[fossil-users] Reconstructing a corrupted Fossil repository

2014-03-25 Thread Andy Goth
The other day I converted a Subversion repository to Fossil via the 
script presented at 
http://www.fossil-scm.org/index.html/wiki?name=Cookbook#SVN .  It mostly 
worked, but the imported commits were not on the trunk branch.  (By the 
way, said Subversion repository did not utilize branching.)


I corrected that by adding propagating tags branch=trunk and sym-trunk. 
 However, at first I mistakenly put the tags somewhere in the middle of 
the timeline, but I remedied this by putting them at the first non-trunk 
commit, i.e. the first imported commit.


A day or two later, while dangerously bored, I experimented with 
shunning, and I removed the erroneous tag edits in the middle of the 
timeline.  I'm not 100% sure how, and I haven't succeeded in completely 
reproducing the damage with a test repository, but this somehow 
fractured the timeline with several commit manifests having P cards 
naming nonexistent predecessors.  Very bad.  Plus this broke the edit 
link in the web UI for the affected commits.

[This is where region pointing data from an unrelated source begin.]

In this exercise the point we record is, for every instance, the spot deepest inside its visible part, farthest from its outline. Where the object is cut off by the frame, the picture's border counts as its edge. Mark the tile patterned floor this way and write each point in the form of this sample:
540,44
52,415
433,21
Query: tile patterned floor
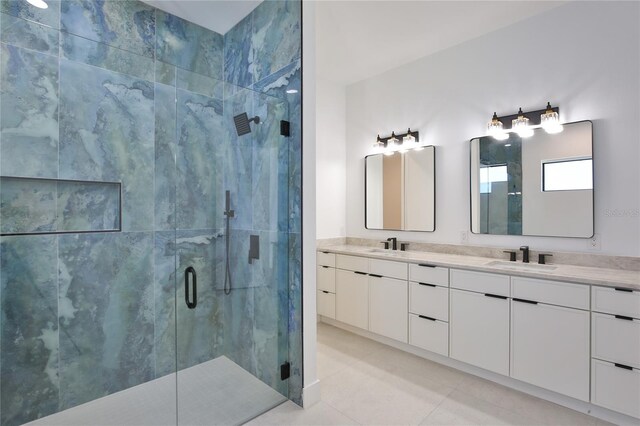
365,382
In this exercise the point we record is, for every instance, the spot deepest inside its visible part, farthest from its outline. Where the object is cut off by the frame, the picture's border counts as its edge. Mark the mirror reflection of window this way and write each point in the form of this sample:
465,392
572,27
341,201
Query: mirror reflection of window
569,175
545,190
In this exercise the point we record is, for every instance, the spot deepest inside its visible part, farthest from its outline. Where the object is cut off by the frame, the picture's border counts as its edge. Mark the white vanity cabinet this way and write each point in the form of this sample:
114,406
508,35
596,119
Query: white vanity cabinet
549,341
352,298
479,319
326,284
429,307
388,299
615,349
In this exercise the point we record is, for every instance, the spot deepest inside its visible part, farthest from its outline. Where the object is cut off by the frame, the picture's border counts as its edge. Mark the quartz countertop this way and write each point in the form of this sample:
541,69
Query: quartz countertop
551,271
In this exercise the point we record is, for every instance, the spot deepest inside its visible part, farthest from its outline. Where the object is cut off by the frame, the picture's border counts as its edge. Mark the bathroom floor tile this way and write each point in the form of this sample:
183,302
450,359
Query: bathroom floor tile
366,382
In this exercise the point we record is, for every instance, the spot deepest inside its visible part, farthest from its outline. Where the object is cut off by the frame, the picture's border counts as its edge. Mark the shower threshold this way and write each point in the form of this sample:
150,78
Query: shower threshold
216,392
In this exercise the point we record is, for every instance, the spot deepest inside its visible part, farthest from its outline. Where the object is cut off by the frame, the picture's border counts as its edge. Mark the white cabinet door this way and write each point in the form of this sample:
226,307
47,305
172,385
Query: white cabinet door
326,279
388,308
352,298
327,304
550,347
479,330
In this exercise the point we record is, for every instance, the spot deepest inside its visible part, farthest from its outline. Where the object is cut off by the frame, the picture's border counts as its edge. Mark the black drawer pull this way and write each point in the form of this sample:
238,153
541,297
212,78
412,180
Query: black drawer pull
495,296
531,302
626,367
429,318
624,317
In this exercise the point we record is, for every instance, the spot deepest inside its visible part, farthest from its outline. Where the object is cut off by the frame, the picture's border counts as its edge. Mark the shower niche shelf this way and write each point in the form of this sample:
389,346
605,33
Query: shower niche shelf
39,206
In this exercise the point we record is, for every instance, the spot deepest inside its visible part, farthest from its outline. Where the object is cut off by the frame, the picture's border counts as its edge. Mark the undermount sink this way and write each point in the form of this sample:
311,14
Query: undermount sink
519,266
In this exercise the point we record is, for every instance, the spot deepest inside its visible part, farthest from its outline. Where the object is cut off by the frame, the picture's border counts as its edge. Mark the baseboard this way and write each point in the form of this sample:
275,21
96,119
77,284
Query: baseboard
311,394
556,398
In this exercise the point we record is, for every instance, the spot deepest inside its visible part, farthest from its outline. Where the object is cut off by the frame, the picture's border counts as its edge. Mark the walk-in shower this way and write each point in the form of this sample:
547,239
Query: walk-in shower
149,249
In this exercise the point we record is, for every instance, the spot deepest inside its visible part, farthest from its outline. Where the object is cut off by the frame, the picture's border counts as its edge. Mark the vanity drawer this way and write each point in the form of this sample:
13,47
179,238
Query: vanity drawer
615,388
352,263
429,300
388,268
616,302
480,282
615,339
326,279
327,304
429,334
326,259
551,292
425,273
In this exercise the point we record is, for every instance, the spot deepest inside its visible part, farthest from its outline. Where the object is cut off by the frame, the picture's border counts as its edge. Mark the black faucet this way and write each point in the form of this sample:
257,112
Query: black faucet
394,243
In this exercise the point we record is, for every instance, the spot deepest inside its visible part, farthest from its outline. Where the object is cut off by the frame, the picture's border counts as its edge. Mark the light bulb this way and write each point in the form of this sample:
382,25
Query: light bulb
495,127
41,4
409,139
502,136
393,139
550,120
521,125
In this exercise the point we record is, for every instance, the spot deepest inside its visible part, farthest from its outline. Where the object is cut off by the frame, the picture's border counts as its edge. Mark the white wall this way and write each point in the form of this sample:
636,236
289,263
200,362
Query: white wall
331,159
583,56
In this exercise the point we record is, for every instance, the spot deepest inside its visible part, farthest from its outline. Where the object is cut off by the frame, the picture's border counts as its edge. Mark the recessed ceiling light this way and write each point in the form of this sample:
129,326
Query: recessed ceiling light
41,4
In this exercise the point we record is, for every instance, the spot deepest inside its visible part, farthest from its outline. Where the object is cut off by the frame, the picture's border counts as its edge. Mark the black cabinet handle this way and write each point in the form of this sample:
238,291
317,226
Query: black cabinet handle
429,318
626,367
624,317
495,296
194,282
531,302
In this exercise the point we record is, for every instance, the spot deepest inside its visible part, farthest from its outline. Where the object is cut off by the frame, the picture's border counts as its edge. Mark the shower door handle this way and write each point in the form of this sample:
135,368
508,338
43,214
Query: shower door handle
190,271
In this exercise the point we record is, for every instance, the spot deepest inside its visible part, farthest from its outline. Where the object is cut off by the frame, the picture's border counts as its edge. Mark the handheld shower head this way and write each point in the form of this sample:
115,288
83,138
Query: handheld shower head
242,123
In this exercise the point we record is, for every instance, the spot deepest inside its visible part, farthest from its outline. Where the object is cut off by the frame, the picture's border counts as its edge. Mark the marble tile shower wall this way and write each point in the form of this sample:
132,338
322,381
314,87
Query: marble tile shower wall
120,91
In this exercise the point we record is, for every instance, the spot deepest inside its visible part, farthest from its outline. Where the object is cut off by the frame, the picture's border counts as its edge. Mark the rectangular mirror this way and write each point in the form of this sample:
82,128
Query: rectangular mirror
541,185
400,191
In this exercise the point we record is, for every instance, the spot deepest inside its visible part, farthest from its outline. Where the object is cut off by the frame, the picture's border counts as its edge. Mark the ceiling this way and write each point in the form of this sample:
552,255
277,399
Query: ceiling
217,15
359,39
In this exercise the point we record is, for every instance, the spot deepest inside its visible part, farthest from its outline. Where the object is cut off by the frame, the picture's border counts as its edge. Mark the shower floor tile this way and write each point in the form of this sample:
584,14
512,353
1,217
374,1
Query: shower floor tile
216,392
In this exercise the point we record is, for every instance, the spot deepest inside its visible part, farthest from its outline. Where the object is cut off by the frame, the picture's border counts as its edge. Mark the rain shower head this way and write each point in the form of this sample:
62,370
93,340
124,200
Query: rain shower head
242,123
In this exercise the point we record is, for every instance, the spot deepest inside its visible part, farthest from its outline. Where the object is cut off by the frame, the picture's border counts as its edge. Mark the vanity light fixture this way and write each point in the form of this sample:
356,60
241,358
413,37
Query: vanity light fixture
521,125
550,120
398,143
40,4
495,128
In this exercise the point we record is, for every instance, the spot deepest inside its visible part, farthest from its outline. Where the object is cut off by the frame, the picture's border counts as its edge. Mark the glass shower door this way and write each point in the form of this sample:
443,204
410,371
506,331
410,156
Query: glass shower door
231,255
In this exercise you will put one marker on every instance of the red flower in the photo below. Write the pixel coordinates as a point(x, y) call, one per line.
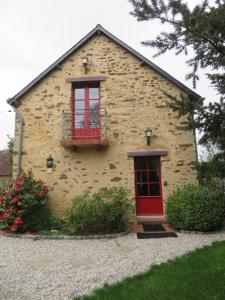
point(18, 221)
point(5, 215)
point(14, 227)
point(15, 200)
point(18, 184)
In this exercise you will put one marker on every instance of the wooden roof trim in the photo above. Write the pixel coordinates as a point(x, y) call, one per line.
point(146, 153)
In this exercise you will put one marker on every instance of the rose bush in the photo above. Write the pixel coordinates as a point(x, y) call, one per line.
point(18, 200)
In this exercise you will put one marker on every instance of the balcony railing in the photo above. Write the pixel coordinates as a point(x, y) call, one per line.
point(85, 126)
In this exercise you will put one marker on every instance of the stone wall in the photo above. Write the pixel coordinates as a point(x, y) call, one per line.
point(134, 101)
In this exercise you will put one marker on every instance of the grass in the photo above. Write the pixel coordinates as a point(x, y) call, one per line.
point(198, 275)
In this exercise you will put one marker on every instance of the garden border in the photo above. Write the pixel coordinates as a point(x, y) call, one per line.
point(36, 237)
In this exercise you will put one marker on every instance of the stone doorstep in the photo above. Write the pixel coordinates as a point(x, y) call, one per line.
point(156, 219)
point(136, 228)
point(139, 228)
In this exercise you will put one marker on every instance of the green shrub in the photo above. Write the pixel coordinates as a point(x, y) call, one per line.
point(19, 200)
point(42, 219)
point(102, 212)
point(196, 208)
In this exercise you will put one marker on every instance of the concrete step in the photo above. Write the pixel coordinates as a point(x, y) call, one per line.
point(155, 234)
point(155, 219)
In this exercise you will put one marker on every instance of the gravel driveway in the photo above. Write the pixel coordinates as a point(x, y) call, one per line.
point(59, 269)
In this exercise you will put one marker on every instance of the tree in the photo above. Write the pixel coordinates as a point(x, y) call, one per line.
point(201, 30)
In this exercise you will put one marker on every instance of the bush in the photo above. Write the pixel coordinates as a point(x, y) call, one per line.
point(19, 200)
point(42, 219)
point(196, 208)
point(102, 212)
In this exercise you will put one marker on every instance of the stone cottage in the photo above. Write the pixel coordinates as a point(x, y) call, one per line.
point(100, 118)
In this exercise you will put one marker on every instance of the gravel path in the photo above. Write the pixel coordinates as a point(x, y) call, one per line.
point(59, 269)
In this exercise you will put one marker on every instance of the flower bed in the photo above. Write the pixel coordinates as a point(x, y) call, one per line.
point(18, 200)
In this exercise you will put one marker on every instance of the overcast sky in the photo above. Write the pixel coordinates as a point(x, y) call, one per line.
point(34, 33)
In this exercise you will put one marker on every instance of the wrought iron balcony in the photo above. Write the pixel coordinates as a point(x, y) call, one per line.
point(84, 128)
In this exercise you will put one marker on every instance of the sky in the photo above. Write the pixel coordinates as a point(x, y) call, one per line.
point(34, 33)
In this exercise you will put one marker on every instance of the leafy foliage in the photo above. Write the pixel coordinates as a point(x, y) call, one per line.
point(42, 219)
point(196, 208)
point(201, 32)
point(101, 212)
point(19, 200)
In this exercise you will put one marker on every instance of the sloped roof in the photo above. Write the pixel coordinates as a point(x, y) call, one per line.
point(4, 164)
point(100, 29)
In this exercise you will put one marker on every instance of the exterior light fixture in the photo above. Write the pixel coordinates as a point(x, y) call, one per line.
point(148, 134)
point(50, 162)
point(85, 62)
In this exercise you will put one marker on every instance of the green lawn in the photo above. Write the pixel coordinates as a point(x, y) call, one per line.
point(198, 275)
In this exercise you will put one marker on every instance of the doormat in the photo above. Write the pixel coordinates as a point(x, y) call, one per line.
point(153, 235)
point(153, 227)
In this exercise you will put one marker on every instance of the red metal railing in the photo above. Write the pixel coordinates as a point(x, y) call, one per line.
point(85, 124)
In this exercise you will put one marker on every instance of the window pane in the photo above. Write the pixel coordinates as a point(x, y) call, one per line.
point(142, 177)
point(153, 176)
point(140, 163)
point(79, 106)
point(94, 119)
point(153, 163)
point(94, 93)
point(94, 105)
point(142, 189)
point(79, 94)
point(79, 121)
point(154, 189)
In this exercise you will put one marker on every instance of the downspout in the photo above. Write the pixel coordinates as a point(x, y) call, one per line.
point(20, 145)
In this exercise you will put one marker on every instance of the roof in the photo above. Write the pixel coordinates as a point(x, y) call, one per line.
point(96, 30)
point(4, 164)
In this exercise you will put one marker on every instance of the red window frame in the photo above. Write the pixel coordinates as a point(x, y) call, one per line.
point(146, 171)
point(86, 131)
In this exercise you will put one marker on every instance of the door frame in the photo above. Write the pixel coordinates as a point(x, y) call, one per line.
point(161, 206)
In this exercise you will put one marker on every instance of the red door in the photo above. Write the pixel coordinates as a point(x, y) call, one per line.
point(148, 186)
point(86, 112)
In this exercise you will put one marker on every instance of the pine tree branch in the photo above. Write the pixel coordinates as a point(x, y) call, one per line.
point(187, 30)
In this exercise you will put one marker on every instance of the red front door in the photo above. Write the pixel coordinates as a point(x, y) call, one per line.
point(148, 186)
point(86, 112)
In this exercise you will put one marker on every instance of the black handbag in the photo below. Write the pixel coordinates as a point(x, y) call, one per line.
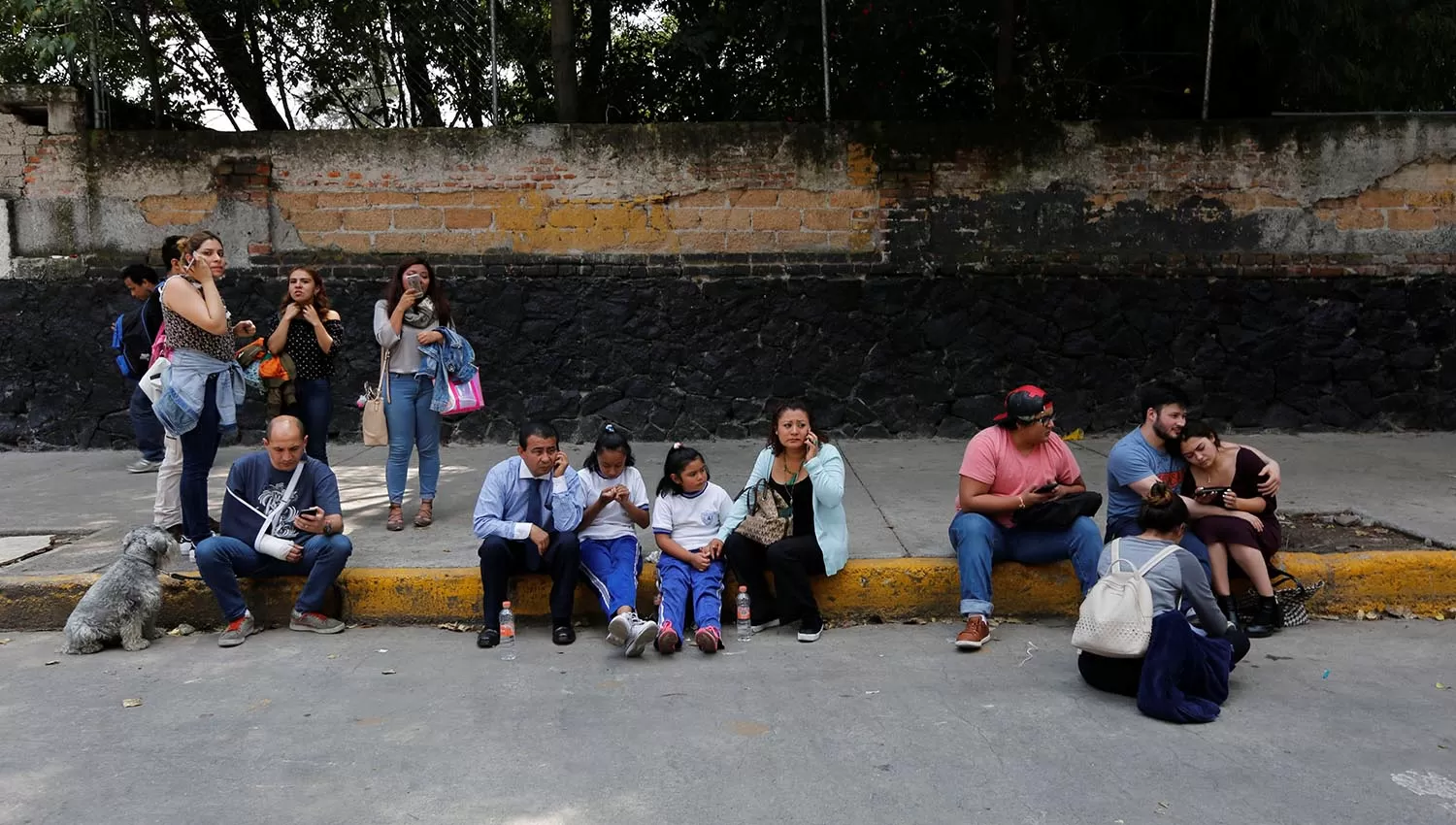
point(1289, 592)
point(1059, 513)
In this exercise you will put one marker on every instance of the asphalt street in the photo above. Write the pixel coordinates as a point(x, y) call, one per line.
point(1334, 723)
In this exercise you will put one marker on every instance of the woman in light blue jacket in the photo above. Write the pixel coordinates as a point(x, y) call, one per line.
point(809, 475)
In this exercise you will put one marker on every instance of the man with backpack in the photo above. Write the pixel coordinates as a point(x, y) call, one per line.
point(131, 337)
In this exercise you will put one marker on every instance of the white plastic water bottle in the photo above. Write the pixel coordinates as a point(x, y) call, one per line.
point(745, 623)
point(507, 632)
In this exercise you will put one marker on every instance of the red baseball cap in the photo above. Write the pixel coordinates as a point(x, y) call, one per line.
point(1025, 404)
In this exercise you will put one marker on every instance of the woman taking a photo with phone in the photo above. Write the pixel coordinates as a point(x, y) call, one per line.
point(308, 331)
point(410, 316)
point(809, 476)
point(1228, 476)
point(204, 383)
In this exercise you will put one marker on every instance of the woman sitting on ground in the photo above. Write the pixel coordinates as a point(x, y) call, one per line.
point(1178, 577)
point(309, 331)
point(1249, 534)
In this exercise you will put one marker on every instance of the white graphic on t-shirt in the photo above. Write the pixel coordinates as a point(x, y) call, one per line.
point(282, 525)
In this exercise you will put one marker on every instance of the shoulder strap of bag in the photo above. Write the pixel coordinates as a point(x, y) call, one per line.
point(1158, 559)
point(383, 373)
point(282, 502)
point(1114, 547)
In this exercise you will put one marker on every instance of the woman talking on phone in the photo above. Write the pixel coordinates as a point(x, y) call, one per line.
point(809, 475)
point(308, 331)
point(1228, 476)
point(204, 386)
point(410, 316)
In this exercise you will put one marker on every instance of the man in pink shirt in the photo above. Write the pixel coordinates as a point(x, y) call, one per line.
point(1010, 466)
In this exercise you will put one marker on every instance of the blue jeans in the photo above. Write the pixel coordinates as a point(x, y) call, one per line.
point(1190, 542)
point(980, 540)
point(314, 410)
point(198, 452)
point(221, 559)
point(146, 426)
point(413, 425)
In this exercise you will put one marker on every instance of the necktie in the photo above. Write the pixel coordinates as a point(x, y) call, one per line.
point(538, 511)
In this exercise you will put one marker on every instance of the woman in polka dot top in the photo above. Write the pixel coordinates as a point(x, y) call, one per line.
point(308, 329)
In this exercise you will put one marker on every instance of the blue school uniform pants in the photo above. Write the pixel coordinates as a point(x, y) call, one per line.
point(612, 568)
point(680, 582)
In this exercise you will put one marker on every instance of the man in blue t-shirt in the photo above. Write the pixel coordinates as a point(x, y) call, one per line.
point(281, 516)
point(1150, 454)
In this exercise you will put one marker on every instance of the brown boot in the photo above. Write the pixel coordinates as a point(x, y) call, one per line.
point(975, 635)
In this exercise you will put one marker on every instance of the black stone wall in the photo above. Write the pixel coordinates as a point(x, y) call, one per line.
point(877, 354)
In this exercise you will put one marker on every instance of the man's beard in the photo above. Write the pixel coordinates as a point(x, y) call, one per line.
point(1168, 438)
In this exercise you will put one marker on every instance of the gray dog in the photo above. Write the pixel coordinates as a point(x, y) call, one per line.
point(124, 603)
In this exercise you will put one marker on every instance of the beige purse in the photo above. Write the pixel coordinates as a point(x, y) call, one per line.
point(376, 428)
point(765, 522)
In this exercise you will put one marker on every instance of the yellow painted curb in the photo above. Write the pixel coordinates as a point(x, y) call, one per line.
point(1421, 580)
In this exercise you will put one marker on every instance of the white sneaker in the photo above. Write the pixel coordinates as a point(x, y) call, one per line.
point(619, 627)
point(811, 632)
point(641, 636)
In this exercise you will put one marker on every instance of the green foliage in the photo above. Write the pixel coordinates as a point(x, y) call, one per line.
point(398, 63)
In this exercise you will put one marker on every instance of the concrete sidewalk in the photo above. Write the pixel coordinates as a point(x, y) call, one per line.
point(899, 493)
point(899, 498)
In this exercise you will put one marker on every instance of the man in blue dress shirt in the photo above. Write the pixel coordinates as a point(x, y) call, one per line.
point(527, 515)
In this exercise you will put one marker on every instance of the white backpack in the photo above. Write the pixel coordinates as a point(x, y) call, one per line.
point(1117, 614)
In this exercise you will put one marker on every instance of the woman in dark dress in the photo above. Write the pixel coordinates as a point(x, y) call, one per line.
point(810, 476)
point(308, 331)
point(1249, 534)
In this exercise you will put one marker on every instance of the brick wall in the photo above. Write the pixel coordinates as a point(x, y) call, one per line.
point(1331, 197)
point(678, 279)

I couldn't fix the repository in place without database editing beyond 
my comfort level (zero), plus it's (currently...) impossible to generate 
manifests having a predetermined SHA1 sum.  It would have been okay to 
let all the checksums change after the point of my edit, but still it 
seemed like too much work.


I exported and reimported the repository using [fossil export] and 
[fossil import], but the tree remained fractured.  I tried editing the 
exported file before reimporting it, but I still couldn't work out how 
to make it do what I wanted.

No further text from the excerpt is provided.